V/. La palabra del Señor es sincera, y todas sus acciones son leales; él ama la justicia y el derecho, y su misericordia llena la tierra. R/.

V/. Dichosa la nación cuyo Dios es el Señor, el pueblo que él se escogió como heredad. El Señor mira desde el cielo, se fija en todos los hombres. R/.

Hasta los cabellos de vuestra cabeza están contados

En aquel tiempo, miles y miles de personas se agolpaban.

Jesús empezó a hablar, dirigiéndose primero a sus discípulos:

«Cuidado con la levadura de los fariseos, que es la hipocresía, pues nada hay cubierto que no llegue a descubrirse, ni nada escondido que no llegue a saberse.

Por eso, lo que digáis en la oscuridad será oído a plena luz, y lo que digáis al oído en las recámaras se pregonará desde la azotea.

A vosotros os digo, amigos míos: no tengáis miedo a los que matan el cuerpo, y después de esto no pueden hacer más.

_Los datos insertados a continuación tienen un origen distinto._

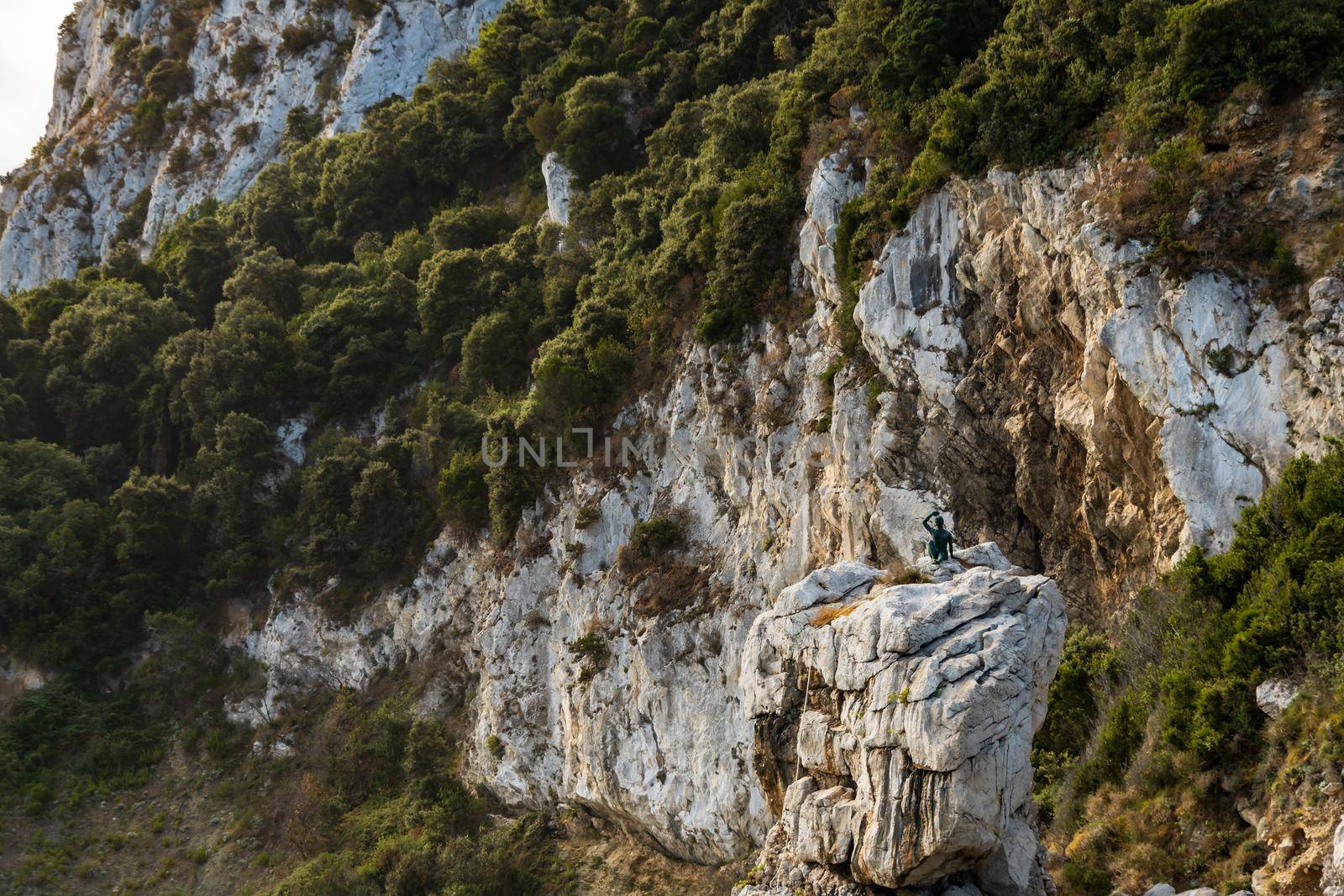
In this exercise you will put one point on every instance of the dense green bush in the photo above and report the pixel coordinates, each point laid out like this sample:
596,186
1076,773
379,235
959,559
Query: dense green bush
391,284
1175,700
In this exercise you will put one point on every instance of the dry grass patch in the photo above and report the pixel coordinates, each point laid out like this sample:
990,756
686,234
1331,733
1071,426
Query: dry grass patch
832,611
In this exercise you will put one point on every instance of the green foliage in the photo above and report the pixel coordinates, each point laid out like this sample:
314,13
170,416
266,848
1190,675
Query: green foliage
385,815
1176,699
168,80
655,535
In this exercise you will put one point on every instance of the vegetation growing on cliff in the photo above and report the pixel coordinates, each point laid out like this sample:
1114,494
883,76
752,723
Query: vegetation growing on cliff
1151,745
396,275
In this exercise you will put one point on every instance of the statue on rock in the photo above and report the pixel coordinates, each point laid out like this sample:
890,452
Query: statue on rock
940,539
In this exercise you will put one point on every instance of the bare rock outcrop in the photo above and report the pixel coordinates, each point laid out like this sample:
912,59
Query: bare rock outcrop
97,181
914,707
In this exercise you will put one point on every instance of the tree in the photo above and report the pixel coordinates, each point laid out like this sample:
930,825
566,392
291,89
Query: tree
494,355
156,543
232,501
596,134
239,364
269,278
96,355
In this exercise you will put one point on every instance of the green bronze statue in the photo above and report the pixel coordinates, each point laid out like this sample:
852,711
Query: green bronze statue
940,542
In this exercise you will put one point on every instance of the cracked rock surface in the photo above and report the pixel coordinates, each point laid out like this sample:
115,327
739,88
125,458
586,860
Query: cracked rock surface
914,707
49,228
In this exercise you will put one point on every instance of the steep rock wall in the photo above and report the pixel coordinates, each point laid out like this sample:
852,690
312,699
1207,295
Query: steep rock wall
66,208
1011,336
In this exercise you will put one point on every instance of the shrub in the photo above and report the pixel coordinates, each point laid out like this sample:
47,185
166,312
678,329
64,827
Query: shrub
749,266
304,35
655,535
148,123
494,355
168,80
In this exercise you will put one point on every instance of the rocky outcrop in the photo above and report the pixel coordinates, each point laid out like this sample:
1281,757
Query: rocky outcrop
559,187
914,708
71,204
1129,417
1014,396
837,181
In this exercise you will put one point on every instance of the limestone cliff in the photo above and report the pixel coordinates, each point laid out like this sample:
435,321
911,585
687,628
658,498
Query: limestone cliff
248,62
1041,380
914,708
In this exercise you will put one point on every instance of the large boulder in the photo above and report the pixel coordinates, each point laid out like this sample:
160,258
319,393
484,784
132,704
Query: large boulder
913,707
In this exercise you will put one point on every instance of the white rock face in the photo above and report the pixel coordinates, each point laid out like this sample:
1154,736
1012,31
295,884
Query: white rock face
909,311
559,186
49,226
1274,696
1233,389
1023,407
837,181
914,705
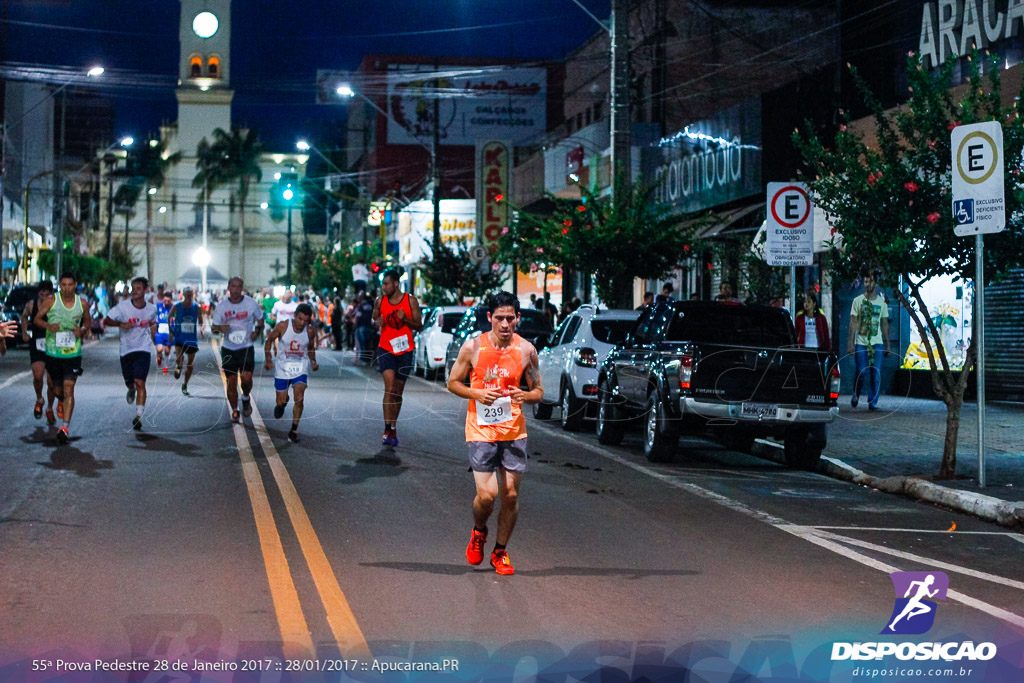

Os voy a enseñar a quién tenéis que temer: temed al que, después de la muerte, tiene poder para arrojar a la “gehenna”. A ese tenéis que temer, os lo digo yo.

¿No se venden cinco pájaros por dos céntimos? Pues ni de uno solo de ellos se olvida Dios.

Más aún, hasta los cabellos de vuestra cabeza están contados.

No tengáis miedo: valéis más que muchos pájaros».